Is a Colonoscopy Worth the Risk?
By Dr. Joseph Mercola | October 16, 2019
Knowing your potential risk for developing cancer can help you weigh the risks against the benefits of different tests for your situation. According to the American Cancer Society,1 more than 16.9 million people in the U.S. have a history of cancer. At least 1.9 million new cases will be diagnosed in 2022, which does not include a diagnosis of carcinoma in situ (noninvasive cancer).
The society estimates 609,360 people will die from cancer in 2022, which is about 1,670 deaths per day. The four most common types include lung, breast, prostate and colorectal cancer. One of the screening tests commonly prescribed to rule out colorectal cancer is a colonoscopy.
Colorectal cancer can start in the colon or in the rectum but the two types are grouped together since they have many of the same characteristics.2 The society estimates that in 2022 there will be 106,180 new cases of colon cancer diagnosed and 44,850 new cases of rectal cancer. Although it remains the third leading cause of cancer-related deaths in men and women, the rate has been dropping for several decades.3
According to the Colorectal Cancer Alliance,4 the five-year survival rate has been rising and there are more than 1 million colorectal cancer survivors alive in the U.S. Knowing your risk factors and making lifestyle changes to prevent the development of colorectal cancer are the basis of the most recently published Rapid Recommendation of The BMJ initiative.5
In Many Cases Routine Colonoscopies Are Unnecessary
The 2019 practice guidelines published in The BMJ 6 recommend physicians use a tool to estimate an individual’s potential risk for developing colorectal cancer in the next 15 years. The team recommends that only those who have a risk of 3% or greater should undergo screening tests.
Current guidelines recommend screening for everyone over the age of 50, without regard to their individual risk. At the age of 50, this is typically less than 3%.7 The international panel reviewed scientific evidence and research data to evaluate the risks versus the benefits of colonoscopies.
They found their recommendations could accurately be applied to healthy people from 50 to 79 years who expected to live another 15 years. The Centers for Disease Control and Prevention recommends colorectal cancer screening for those over 50.8
Using data from across the U.S., they found the number who were up to date with their screening went up 1.4% from 2016 to 2018, representing an additional 3.5 million people.
In addition to asking if screening made a difference in health outcomes, The BMJ initiative team also attempted to differentiate the type of testing best used to screen for colorectal cancer.9 They recommended that those with a 3% risk or greater over the following 15 years could choose from one of four screening options.
The first was a fecal immunochemical test (FIT) done every year, or every two years depending upon their risk factors. Patients may also choose a single sigmoidoscopy or, the weakest recommendation from the team, a single colonoscopy.
Possibility of Cancer Compared to Screening Hazards
From their examination of the evidence, the team believed a yearly FIT, sigmoidoscopy or colonoscopy could reduce the incidence of cancer while a FIT every two years may not have an effect on incidence over 15 years.
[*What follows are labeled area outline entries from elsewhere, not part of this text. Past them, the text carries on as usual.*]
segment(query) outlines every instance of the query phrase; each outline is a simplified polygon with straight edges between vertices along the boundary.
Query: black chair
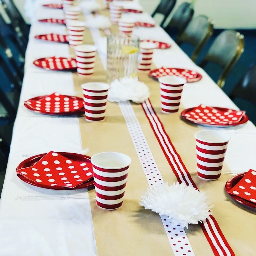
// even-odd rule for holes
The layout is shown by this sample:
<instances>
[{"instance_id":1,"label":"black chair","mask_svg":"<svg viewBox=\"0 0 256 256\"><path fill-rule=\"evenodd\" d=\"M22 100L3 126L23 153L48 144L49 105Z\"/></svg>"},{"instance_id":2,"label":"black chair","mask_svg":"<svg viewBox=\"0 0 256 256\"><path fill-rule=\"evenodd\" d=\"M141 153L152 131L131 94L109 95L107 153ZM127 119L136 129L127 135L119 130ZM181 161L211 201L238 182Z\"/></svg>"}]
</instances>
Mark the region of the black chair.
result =
<instances>
[{"instance_id":1,"label":"black chair","mask_svg":"<svg viewBox=\"0 0 256 256\"><path fill-rule=\"evenodd\" d=\"M172 37L180 35L191 20L194 13L192 4L184 2L179 5L175 11L164 30Z\"/></svg>"},{"instance_id":2,"label":"black chair","mask_svg":"<svg viewBox=\"0 0 256 256\"><path fill-rule=\"evenodd\" d=\"M0 34L4 38L7 44L11 48L12 51L16 53L17 60L22 62L22 66L25 61L26 47L20 41L16 32L12 25L7 24L3 17L0 15Z\"/></svg>"},{"instance_id":3,"label":"black chair","mask_svg":"<svg viewBox=\"0 0 256 256\"><path fill-rule=\"evenodd\" d=\"M244 48L243 35L235 30L225 30L215 39L199 66L204 68L210 62L220 65L223 71L217 84L222 88L227 77L244 52Z\"/></svg>"},{"instance_id":4,"label":"black chair","mask_svg":"<svg viewBox=\"0 0 256 256\"><path fill-rule=\"evenodd\" d=\"M256 63L246 72L229 95L232 100L236 97L245 100L256 107Z\"/></svg>"},{"instance_id":5,"label":"black chair","mask_svg":"<svg viewBox=\"0 0 256 256\"><path fill-rule=\"evenodd\" d=\"M29 27L24 20L12 0L1 0L2 5L11 25L23 47L26 48L28 40Z\"/></svg>"},{"instance_id":6,"label":"black chair","mask_svg":"<svg viewBox=\"0 0 256 256\"><path fill-rule=\"evenodd\" d=\"M24 75L23 67L19 66L16 61L13 58L12 50L7 46L4 38L0 35L0 48L1 53L6 61L8 62L10 71L12 73L13 78L15 79L20 86L22 84L22 81ZM1 53L0 53L1 54Z\"/></svg>"},{"instance_id":7,"label":"black chair","mask_svg":"<svg viewBox=\"0 0 256 256\"><path fill-rule=\"evenodd\" d=\"M212 35L213 25L211 20L204 15L193 19L176 40L179 45L187 43L193 45L194 50L191 59L195 62L207 41Z\"/></svg>"},{"instance_id":8,"label":"black chair","mask_svg":"<svg viewBox=\"0 0 256 256\"><path fill-rule=\"evenodd\" d=\"M161 2L152 13L151 16L152 17L154 17L156 13L164 15L164 19L160 24L161 27L163 27L176 3L176 0L161 0Z\"/></svg>"}]
</instances>

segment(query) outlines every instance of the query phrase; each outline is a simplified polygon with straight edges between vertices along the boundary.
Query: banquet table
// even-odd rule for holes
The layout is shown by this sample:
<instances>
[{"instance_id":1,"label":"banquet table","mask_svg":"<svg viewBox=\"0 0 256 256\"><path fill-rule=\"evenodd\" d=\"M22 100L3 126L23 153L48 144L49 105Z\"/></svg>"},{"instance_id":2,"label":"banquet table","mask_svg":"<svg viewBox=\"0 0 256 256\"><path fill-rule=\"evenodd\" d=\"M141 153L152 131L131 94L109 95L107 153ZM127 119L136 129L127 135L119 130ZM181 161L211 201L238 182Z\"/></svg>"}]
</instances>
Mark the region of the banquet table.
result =
<instances>
[{"instance_id":1,"label":"banquet table","mask_svg":"<svg viewBox=\"0 0 256 256\"><path fill-rule=\"evenodd\" d=\"M88 123L84 116L48 116L29 111L24 107L24 100L54 92L81 97L82 84L106 81L104 33L97 28L86 29L84 37L84 43L95 44L99 53L94 73L90 78L79 76L76 73L40 69L33 64L35 60L42 57L75 57L74 49L67 44L44 42L34 37L50 33L66 33L65 26L37 21L40 19L63 18L62 10L42 6L59 2L57 0L34 1L35 11L26 53L25 74L0 201L0 255L255 255L255 213L230 198L224 187L232 175L256 170L256 128L250 121L238 126L212 128L190 124L180 119L181 111L201 104L238 109L207 74L158 26L135 28L133 32L142 39L154 39L171 44L170 49L155 50L154 65L188 68L203 75L200 81L184 86L179 113L161 113L159 83L145 73L140 73L139 76L149 87L150 101L143 105L108 102L104 122ZM103 14L107 12L102 12ZM125 15L152 21L145 13ZM90 15L85 14L85 18ZM116 29L116 26L113 26L111 30L114 31ZM155 115L151 111L153 108ZM160 130L161 125L164 131ZM203 129L221 130L231 137L223 170L227 174L223 174L217 180L206 181L197 175L194 135ZM184 250L188 248L186 253L182 246L172 243L170 234L175 231L172 229L172 231L168 231L164 222L168 220L139 204L141 195L151 186L142 162L146 155L150 159L148 159L150 162L148 166L156 168L161 182L168 182L170 185L177 181L164 151L164 143L161 145L161 140L157 139L157 132L161 132L162 138L169 137L169 146L175 149L170 154L181 163L179 170L186 169L184 164L199 189L206 192L211 205L214 205L212 215L215 225L212 221L209 230L203 230L199 225L191 225L184 231L180 229L181 233L185 232L181 238L184 236L184 241L188 241L183 246L186 247ZM100 152L115 151L132 158L124 200L120 208L114 211L100 209L95 201L86 198L88 195L95 196L94 189L47 189L25 183L16 175L17 165L29 156L51 151L79 153L87 149L89 151L86 155L90 156ZM64 194L81 198L16 199L21 196ZM204 224L207 229L207 225ZM214 229L216 227L218 230ZM209 236L210 233L212 236ZM180 237L180 235L177 236ZM175 249L175 246L178 249Z\"/></svg>"}]
</instances>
They wrote:
“Based on benefits, harms, and burdens of screening, the panel inferred that most informed individuals with a 15-year risk of colorectal cancer of 3% or higher are likely to choose screening, and most individuals with a risk of below 3% are likely to decline screening. Given varying values and preferences, optimal care will require shared decision making.”
The team determined that the risks associated with colorectal cancer screening outweighed the benefits in many cases. For instance, the risk of death from a colonoscopy from one source was 1 in 16,318 procedures evaluated.10 In the same analysis, the researchers also found 82 suffered serious complications.
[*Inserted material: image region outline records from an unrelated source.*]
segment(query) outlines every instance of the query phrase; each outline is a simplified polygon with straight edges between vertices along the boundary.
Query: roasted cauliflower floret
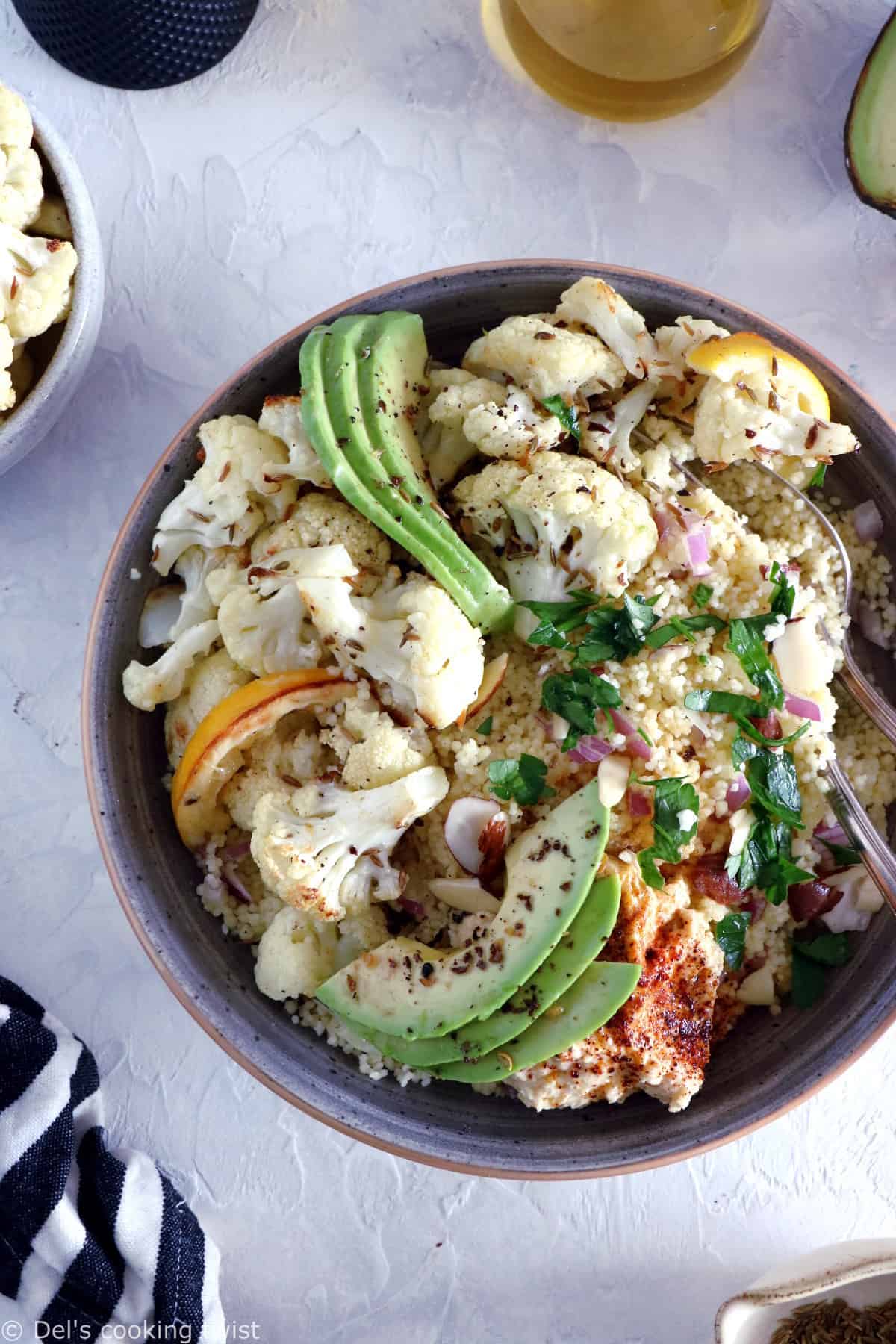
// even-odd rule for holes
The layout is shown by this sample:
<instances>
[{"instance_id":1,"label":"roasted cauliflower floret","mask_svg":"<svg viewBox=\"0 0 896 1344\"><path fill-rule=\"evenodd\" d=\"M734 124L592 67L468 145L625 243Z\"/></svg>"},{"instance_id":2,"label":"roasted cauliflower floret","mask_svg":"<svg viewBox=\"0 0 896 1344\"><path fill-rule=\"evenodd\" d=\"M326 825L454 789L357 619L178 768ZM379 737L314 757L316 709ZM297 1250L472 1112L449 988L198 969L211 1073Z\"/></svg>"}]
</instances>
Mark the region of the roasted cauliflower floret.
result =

Colonoscopies Are Not Risk Free
Although a colonoscopy is supposed to help find early tumor growth, one study reported a 17% rate of missed diagnosis.11 Other risks associated with a colonoscopy include worsening stool patterns and contributing to the growth of colorectal polyps or tumors.
Perforation of the colon during the exam has an incidence of 0.2% to 5% and is widely recognized as a serious complication associated with a high morbidity and mortality rate.12 The risk of perforation rises with the age of the patient and the presence of two or more other health conditions. One study showed 51.9 people per 1,000 whose colons were perforated died within the first 14 days.13
Dysbiosis may occur after using harsh laxatives to prepare for a colonoscopy. A study published in Cell14 suggested even a short-term course of laxative use could trigger an immune response. Research on an animal model15 found treatment eliminated one family of beneficial gut bacteria and allowed another to flourish. Even two weeks after completing the laxatives the bacteria showed reduced diversity.
Many experts agree you should opt for the lightest level of sedation possible, or none at all, as full anesthesia increases risks. Those who have sleep apnea, are obese, have high blood pressure or diabetes are at increased risk from the anesthesia.16 Across the U.S. 34.4% of those undergoing a colonoscopy used anesthesia.17
The use of anesthesia was associated with a 13% increased risk of experiencing complications within 30 days of the procedure and specifically associated with an increased risk of perforations of the colon and/or a stroke. The risk of complications varied by area, with those in the Northeast reporting an increase of any complication of 12%, but among those performed in the West this increased to 60%.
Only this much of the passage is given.